Webmasters

Web Authoring Statistics: The img element

Few surprises with the img element:

src, width, height, border, alt, align, name, hspace, vspace, usemap, title, style, id, class, onclick, onmouseover, onmouseout, valign, ismap, and onload.

It's a popular element; most pages, apparently, have an image somewhere. Most people give at least some of their images dimensions. Specifying the border is common too. Our guess (unverified) is that people are generally turning the border off (historically, images by default have a blue/purple border around them when they are part of a link).

Around three quarters of pages with images have at least one image with an alt attribute.

Comparatively few pages align their images with the align attribute. (The cynical amongst us concluded from this that most people probably put their images in tables and align the tables instead.) Even fewer give their images the hspace and vspace attributes (non-standard extensions equivalent to CSS margins). The valign attribute is virtually unused.

Image maps are not used on most pages, but they are used. In fact, nearly ten percent of pages in the sample used them, which is quite significant when you stop to think about when you last saw an image map. The numbers here map reasonably closely to the number of pages that use map and area elements, so this isn't a false positive:

usemap on img is used as ofter as name on map and coords, href, and shape on area.

The title attribute enjoys some use. We wonder, though, if, if IE stopped showing the alt attribute as a tooltip, we would see a big increase in the number of pages that used title and a big decrease in the number of pages using the alt attribute.

Something that we found interesting in this data is the relatively low number of pages that use onmouseover and onmouseout. This likely maps quite closely to the number of pages doing image rollovers. It would be interesting to compare the results one would get by segregating pages by the year of their Last-Modified headers, to see if that makes a difference.
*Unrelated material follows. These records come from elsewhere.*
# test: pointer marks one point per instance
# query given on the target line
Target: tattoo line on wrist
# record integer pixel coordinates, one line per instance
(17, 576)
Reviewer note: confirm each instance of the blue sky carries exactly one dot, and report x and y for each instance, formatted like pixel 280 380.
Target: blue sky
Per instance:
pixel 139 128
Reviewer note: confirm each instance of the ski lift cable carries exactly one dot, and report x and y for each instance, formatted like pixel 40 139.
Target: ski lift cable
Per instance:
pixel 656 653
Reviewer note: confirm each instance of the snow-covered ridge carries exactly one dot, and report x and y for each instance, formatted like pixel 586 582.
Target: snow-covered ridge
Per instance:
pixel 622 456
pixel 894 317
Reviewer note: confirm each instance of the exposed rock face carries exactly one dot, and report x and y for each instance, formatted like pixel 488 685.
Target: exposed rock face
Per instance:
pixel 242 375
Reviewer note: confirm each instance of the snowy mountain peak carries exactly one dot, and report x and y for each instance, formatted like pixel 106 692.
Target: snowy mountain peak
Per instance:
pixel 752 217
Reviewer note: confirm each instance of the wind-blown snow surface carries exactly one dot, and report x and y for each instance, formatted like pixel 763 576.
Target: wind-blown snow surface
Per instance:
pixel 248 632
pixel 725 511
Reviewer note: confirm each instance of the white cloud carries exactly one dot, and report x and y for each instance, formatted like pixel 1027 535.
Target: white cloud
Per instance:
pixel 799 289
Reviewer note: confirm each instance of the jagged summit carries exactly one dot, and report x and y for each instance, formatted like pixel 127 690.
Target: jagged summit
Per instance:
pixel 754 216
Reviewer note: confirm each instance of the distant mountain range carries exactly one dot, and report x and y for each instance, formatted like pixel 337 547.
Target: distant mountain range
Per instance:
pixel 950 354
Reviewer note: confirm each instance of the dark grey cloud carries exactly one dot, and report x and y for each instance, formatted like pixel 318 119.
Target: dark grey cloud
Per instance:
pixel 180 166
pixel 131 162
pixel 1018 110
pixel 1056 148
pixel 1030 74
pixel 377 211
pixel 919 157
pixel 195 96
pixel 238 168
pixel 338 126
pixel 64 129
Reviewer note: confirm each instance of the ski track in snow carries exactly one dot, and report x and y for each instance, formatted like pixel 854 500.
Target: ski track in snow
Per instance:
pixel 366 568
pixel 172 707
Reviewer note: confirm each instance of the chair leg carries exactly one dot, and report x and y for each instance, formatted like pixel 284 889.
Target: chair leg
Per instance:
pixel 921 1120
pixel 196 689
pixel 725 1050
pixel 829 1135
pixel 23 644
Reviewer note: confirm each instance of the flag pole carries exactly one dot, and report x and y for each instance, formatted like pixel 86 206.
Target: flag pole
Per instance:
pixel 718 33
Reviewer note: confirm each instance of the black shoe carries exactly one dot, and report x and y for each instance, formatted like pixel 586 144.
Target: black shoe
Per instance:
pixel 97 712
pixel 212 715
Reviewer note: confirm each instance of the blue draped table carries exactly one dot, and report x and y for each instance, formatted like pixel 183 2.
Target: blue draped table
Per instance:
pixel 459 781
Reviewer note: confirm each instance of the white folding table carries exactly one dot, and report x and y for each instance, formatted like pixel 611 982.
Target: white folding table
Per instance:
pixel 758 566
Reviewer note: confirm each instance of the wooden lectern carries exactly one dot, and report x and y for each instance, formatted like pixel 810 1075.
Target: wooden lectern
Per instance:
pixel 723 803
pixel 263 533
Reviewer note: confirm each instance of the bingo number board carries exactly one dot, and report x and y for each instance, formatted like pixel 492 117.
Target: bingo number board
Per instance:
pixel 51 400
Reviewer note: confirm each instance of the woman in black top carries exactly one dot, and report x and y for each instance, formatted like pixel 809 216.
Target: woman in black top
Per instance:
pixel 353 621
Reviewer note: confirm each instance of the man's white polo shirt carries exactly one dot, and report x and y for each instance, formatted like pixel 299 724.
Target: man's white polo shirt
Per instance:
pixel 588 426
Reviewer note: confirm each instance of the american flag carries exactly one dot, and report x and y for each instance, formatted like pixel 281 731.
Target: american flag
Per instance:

Another attribute that is used relatively rarely is ismap. Accessibility evangelism efforts can take from these results that server-side image maps are less of a problem than, say, the use of presentational markup.

Speaking of accessibility, the longdesc attribute did register as one of the top 1000 most-used attributes, but it isn't clear whether those hits were legitimate uses or merely programs being thorough (and useless). The latter is not unheard of; for example the HTML4 DTD says that the default value of the a element's shape attribute is "rect", and so many pages actually explicitly and uselessly say <a href="..." shape="rect">. (You can see from the fact that approximately no pages use the coords attribute with the a element that in fact those cases of shape are indeed all bogus — you can see above that with the area element the coords attribute is used on more pages than shape.)